At first the window opened
and in flew a purple martin with the mottled throat
and belly of something literal.
I wanted a carton of cigarettes,
but the martin wanted only to batter
itself against my wife’s oak music box with it brass knobs,
its claw feet,
and its curved legs. I air-wrote Progne subis
above my young son’s sleeping head,
for his name was Martin,
and sometimes he dreamed he was a passenger
on a great ship in the Indian Ocean,
but in fact these were terrible dreams
from which he generally awoke inconsolable.
The wind, as he described it, filled the expansive canvas sail
in a way that was far too literal,
as though the earth
had taken one final exhausted breath
to blow him far away from everyone he’d ever loved.
The martin began bleeding on my wife’s burl veneer
picture frame, made of walnut,
and my son Martin began talking in his sleep
about a frightening putto he’d seen once on an ancient map,
its cheeks puffed out as it blew
a great rush of wind across the continents.

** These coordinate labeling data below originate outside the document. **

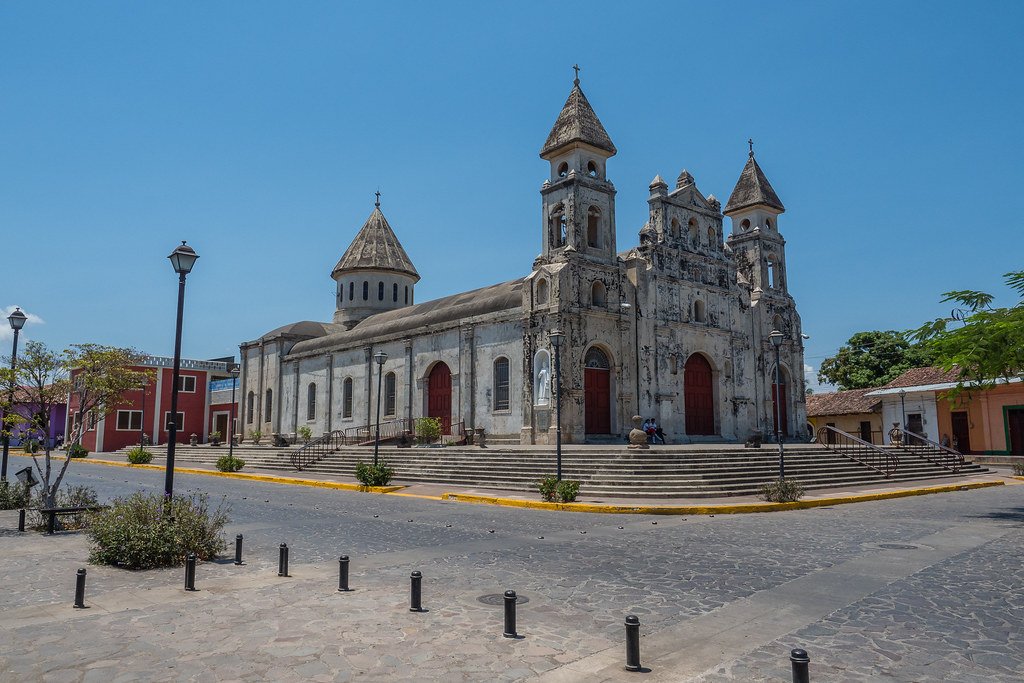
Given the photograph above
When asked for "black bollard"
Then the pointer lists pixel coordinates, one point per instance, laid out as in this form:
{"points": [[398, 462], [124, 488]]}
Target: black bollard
{"points": [[190, 571], [80, 590], [510, 614], [283, 560], [343, 573], [632, 643], [416, 593], [801, 666]]}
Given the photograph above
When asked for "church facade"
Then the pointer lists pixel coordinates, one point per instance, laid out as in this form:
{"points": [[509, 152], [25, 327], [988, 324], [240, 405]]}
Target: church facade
{"points": [[676, 328]]}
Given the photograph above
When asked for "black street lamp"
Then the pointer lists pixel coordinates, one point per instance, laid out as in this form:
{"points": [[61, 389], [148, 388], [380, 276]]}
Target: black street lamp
{"points": [[557, 337], [381, 358], [182, 259], [776, 340], [236, 369], [17, 321]]}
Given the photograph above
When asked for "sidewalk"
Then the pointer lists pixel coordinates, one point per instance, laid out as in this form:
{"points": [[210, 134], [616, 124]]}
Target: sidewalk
{"points": [[721, 505]]}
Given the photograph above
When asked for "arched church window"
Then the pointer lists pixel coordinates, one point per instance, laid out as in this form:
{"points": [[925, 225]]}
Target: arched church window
{"points": [[502, 384], [346, 397], [311, 401], [593, 225], [390, 397], [542, 291], [557, 226], [596, 358], [699, 311]]}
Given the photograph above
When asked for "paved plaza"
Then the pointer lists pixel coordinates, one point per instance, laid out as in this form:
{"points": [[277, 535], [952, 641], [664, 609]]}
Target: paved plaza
{"points": [[914, 589]]}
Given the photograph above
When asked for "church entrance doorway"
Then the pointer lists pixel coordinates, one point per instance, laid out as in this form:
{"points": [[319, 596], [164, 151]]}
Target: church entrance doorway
{"points": [[698, 396], [779, 413], [597, 392], [439, 395]]}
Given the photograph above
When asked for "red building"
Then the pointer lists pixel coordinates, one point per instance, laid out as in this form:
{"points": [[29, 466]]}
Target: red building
{"points": [[147, 411]]}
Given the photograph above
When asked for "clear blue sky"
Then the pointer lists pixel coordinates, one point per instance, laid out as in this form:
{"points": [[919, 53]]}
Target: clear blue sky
{"points": [[259, 131]]}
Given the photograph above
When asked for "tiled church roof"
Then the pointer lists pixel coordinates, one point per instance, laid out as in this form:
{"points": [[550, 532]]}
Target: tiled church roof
{"points": [[376, 248], [840, 402], [578, 123], [753, 188]]}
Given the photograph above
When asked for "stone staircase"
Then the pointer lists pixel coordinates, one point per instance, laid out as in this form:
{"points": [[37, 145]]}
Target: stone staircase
{"points": [[707, 471]]}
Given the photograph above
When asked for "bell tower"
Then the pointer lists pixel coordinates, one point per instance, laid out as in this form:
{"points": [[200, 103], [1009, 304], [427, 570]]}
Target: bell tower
{"points": [[756, 242], [579, 202]]}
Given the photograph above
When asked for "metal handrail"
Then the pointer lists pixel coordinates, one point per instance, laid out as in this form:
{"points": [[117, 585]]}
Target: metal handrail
{"points": [[858, 450], [921, 445]]}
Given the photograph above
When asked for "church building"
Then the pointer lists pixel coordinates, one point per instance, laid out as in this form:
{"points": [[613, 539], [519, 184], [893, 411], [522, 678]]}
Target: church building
{"points": [[676, 328]]}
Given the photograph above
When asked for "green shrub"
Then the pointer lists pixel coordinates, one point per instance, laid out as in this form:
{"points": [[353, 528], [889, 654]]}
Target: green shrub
{"points": [[567, 491], [554, 491], [549, 488], [428, 430], [13, 496], [139, 456], [374, 475], [781, 491], [135, 535], [229, 464]]}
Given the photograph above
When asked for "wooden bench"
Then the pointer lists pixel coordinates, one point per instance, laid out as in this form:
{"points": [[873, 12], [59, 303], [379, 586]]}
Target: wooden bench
{"points": [[51, 514]]}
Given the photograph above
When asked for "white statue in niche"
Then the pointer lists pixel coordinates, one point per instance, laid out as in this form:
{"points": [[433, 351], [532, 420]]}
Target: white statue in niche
{"points": [[542, 378]]}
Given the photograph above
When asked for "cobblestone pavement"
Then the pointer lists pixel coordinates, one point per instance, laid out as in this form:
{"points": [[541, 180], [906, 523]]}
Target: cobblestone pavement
{"points": [[916, 589]]}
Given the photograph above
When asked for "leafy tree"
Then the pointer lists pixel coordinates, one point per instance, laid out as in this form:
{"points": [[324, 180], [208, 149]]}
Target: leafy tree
{"points": [[872, 358], [95, 375], [981, 342]]}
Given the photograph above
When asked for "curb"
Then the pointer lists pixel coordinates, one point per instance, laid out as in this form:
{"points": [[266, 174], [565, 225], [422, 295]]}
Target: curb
{"points": [[266, 478], [739, 508]]}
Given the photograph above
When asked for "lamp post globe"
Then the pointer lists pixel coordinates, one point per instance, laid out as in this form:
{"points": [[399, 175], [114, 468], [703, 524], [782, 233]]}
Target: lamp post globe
{"points": [[16, 321], [380, 357], [556, 337], [182, 259], [776, 340]]}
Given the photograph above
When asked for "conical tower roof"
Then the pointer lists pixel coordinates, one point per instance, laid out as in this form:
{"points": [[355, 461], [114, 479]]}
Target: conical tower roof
{"points": [[753, 188], [376, 248], [578, 123]]}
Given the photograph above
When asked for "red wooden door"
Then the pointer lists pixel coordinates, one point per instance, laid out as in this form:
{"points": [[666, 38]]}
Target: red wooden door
{"points": [[439, 395], [597, 390], [781, 413], [698, 396]]}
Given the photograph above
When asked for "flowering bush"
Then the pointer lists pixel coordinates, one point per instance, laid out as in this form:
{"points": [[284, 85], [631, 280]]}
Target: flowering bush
{"points": [[137, 534]]}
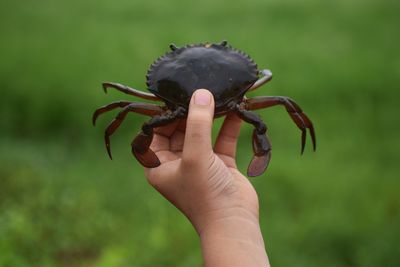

The martin flew across the continent of white ceiling
then bumped against my wife’s antique writing desk
with its tambour sliding roll top,
which she told me she fantasized sometimes she was carrying
on her back up a literal mountain.
flew into my son’s dream and found itself perched
on the mast and looking out across the Indian Ocean,
and I found myself wanting a carton of cigarettes and squinting
to see my wife there on the mountain
and then my son, my son,
sat up on the couch just as the martin found its way
back out the window. We were glad for it, of course.
Though of course
we were inconsolable to see it go.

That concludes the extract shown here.